But when the fullness of time had come, God sent forth his Son, born of woman, born under the law, to redeem those who were under the law, so that we might receive adoption as sons. And because you are sons, God has sent the Spirit of his Son into our hearts, crying, “Abba! Father!” (Galatians 4:4-6).
In From Heaven He Came and Sought Her: Definite Atonement in Historical, Biblical, Theological, and Pastoral Perspective, Jonathan Gibson comments on these verses:
This passage provides an excellent example of the “Trinity-in-unity” at work in our salvation. The repetition of the phrase [“God sent”] with the respective objective clauses [“his Son”] and [“the Spirit of his Son”] (vv. 4, 6) reveals the profound Trinitarianism in Paul”s economy of salvation. God the Father sends his two Emissaries to accomplish and apply redemption: the Son to redeem us from under the law in order “that we might receive adoption as sons”; and the Spirit to be in our hearts.

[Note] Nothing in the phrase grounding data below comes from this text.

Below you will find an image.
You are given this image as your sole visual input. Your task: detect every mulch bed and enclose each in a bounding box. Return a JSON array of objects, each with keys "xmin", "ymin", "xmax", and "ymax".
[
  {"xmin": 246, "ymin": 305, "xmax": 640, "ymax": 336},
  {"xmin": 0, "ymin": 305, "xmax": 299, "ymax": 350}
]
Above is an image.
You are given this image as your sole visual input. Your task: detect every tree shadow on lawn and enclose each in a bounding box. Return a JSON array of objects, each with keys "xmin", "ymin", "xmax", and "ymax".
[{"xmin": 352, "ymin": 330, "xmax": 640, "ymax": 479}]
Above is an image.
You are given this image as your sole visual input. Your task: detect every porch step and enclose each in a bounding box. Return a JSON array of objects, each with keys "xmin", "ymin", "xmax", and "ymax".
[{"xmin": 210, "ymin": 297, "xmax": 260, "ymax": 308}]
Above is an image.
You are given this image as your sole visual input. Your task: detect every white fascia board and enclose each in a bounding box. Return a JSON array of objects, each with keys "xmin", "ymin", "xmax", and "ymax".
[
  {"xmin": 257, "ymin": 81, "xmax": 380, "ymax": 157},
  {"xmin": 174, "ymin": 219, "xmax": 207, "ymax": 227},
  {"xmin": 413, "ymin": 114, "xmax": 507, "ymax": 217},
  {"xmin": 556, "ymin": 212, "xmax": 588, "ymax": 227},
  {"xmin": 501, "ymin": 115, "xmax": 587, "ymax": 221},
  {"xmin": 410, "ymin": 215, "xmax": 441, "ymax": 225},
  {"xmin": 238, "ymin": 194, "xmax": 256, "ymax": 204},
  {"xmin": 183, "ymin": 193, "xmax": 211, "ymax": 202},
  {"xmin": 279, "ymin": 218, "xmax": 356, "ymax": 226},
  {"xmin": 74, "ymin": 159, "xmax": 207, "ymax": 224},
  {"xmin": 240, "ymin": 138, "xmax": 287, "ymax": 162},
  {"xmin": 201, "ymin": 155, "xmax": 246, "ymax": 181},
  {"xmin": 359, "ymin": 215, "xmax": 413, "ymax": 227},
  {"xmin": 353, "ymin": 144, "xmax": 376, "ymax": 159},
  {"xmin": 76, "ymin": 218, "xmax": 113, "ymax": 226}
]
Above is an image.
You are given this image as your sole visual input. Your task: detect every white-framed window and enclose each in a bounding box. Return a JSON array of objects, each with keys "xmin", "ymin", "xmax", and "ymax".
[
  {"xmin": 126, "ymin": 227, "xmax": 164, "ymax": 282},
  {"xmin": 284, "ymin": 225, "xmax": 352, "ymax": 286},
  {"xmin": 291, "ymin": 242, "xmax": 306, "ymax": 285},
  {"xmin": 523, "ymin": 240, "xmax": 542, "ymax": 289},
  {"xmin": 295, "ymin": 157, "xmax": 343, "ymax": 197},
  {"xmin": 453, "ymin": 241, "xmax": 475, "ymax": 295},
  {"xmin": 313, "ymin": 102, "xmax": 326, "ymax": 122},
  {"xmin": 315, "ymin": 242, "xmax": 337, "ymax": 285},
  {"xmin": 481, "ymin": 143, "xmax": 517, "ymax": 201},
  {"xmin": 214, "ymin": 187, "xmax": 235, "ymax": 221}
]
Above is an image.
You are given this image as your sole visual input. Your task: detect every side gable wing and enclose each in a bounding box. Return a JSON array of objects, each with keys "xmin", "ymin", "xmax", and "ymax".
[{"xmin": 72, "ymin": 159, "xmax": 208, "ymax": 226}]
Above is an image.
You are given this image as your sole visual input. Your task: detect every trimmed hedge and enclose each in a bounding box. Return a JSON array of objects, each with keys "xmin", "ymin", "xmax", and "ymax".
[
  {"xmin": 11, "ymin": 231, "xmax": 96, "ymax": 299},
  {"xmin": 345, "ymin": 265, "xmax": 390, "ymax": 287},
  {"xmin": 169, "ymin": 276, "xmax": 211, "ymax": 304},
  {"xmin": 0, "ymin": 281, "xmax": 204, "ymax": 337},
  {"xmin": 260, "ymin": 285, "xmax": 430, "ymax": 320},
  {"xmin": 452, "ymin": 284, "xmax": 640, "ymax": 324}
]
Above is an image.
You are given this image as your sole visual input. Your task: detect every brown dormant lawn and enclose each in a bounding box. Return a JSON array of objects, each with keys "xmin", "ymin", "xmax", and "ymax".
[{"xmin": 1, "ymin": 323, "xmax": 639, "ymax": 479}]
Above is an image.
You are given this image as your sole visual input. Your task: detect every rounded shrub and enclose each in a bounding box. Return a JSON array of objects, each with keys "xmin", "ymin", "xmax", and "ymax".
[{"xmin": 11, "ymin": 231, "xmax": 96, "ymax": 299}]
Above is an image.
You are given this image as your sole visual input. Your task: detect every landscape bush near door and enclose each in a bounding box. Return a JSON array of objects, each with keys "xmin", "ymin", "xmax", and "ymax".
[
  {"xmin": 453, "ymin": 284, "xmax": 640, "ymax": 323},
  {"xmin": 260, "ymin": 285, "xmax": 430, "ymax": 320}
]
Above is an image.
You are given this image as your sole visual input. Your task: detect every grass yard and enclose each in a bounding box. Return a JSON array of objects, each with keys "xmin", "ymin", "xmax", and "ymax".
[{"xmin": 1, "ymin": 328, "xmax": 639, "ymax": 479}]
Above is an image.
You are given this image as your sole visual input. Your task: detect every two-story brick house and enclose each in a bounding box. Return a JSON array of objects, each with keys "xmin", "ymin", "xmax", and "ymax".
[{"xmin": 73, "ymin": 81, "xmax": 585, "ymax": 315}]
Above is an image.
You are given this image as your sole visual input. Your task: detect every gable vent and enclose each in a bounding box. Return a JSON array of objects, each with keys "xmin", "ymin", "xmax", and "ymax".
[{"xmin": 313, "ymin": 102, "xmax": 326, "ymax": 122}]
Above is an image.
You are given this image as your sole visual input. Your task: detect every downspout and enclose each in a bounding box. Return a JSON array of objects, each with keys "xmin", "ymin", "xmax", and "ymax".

The obedience of Son and Spirit to the Father ensures harmony of purpose: the “circle” of salvation that starts with the Father in sending the Son and the Spirit closes in communion with him as newly adopted sons cry, “Abba! Father!”
That our salvation is a Trinitarian work is one of the important threads in a wholistic argument for definite atonement. In definite atonement all three persons are working in harmony, and “the goals and purposes of each person in the Trinity are the same,” so there is no “discrepancy between the extent of redemption accomplished and that of redemption applied.”